Le livre de Stanzick donne envie au lecteur de faire tout cela – sans parler de l’envie de revoir les films Hammer cités tout du long de son voyage au centre de la mémoire : cela va sans dire et Seven Sept va probablement devoir ressortir des DVD de sa collection Hammer parue en 2005 – nous en sommes certain, et c’est un de ses grands mérites. Il est animé d’une flamme élaborée et réfléchie, claire et distincte sans pour autant qu’aucune obscurité ni aucune ambivalence ne soient négligées. Elle est communicative. Elle s’intéresse d’ailleurs à la manière dont la Hammer fut «communiquée» et reçue en France durant 50 ans. René Prédal avait déjà ébauché ce genre de recherches en s’attachant à l’histoire de Midi-Minuit Fantastique d’une part, à l’histoire de la réception par la presse française des films de Fisher d’autre part. Mais l’ambition de Stanzick dépasse ce simple support : Stanzick a visé et, souvent – pas toujours car la réalité reconstruite ne peut pas valoir la réalité vécue : ni l’information, si précise soit-elle, ni l’interprétation si intelligente soit-elle aussi, ne peuvent parfois compenser le temps passé : le mouvement global est en revanche très correctement restitué – réussi à peindre, en la reconstruisant précisément dans son ordre chronologique, la réception affective, sociale, intellectuelle, esthétique du cinéma d’horreur et d’épouvante par les différents publics de la Hammer en France. Ce n’est pas rien et ce livre est une date dans l’historiographie du cinéma, équivalente en importance à celle de la rétrospective Terence Fisher à la Cinémathèque Française en 2007, au sujet de laquelle nous renvoyons le lecteur à notre article paru ici même l’année dernière.

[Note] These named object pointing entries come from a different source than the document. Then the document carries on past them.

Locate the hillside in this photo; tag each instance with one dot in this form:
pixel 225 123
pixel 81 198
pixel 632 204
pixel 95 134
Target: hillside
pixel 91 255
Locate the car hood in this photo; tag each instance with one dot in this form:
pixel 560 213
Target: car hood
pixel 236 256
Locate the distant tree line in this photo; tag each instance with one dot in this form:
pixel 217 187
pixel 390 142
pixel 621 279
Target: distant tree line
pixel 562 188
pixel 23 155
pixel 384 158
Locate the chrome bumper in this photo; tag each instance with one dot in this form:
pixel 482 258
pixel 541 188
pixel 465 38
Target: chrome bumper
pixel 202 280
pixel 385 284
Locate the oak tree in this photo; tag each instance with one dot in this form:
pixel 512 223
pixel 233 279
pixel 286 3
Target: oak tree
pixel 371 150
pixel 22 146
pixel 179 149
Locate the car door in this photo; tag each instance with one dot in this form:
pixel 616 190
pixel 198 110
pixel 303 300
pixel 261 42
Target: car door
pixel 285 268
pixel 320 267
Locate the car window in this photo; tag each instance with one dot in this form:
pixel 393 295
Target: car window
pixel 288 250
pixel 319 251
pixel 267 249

Stanzick n’a certes pas vécu la première moité de la période dont il parle puisqu’il est né en 1978. Son travail est donc équivalent, du point de vue méthodologique, à celui de Georges Sadoul lorsque ce dernier traitait du cinéma muet. Comme le fondateur de l’histoire française du cinéma, Stanzick a établi scrupuleusement les différents types de sources (orales, filmiques, papier, etc.) auxquelles il a demandé l’information sur ce passé fabuleux. Il a rencontré trois, voire presque quatre générations de témoins vivants et d’acteurs directement impliqués, à un titre ou à un autre, dans le passage de relais du «témoin» Hammer films en France. Il a compulsé les livres et revues parues en France de 1957 à nos jours sur le sujet et il les a compulsés très soigneusement. Il n’a pas tout compulsé, bien entendu et nous avons relevé avec un sadique plaisir (nuancé de mélancolie : notre savoir est aussi la rançon de notre âge) quelques lacunes. En revanche, il nous semble que telle quelle, cette bibliographie est la plus complète jamais parue en France sur la Hammer, jusqu’à une seconde édition qui l’enrichira encore peut-être. Car il manque quelques numéros de l’importante revue Écran, par exemple : ainsi le n° 37 de 1975, pp.17-22 et 68-69 n’est pas cité alors qu’il contient à la fois une savoureuse critique de la version «caviardée hard» de La Nuit de la grande chaleur de Fisher et un ample article assez étonnant de Gérard Lenne sur «Le Fantastique hors du ghetto» comprenant une sorte de révision mélancolique de certains Hammer comme Le Cauchemar de Dracula ou Le Redoutable Homme des neiges de l’Himalaya, à l’occasion de la rétrospective Hammer de la Convention du cinéma fantastique qui se tenait cette année-là au Palais des Congrès. Révision à laquelle, nous le disons à Lenne s’il nous lit, nous ne souscrivions pas lors de ladite et à laquelle nous ne souscrivons toujours pas : y souscrit-il aujourd’hui lui-même, s’il relit ces lignes ? Nous sommes certains que non, lorsque nous écoutons son commentaire passionné de l’art de Vincent Price dans le DVD Bach Film de la collection Serial Polar, en supplément à l’intéressant et très rare Shock d’Alfred Werker avec Price.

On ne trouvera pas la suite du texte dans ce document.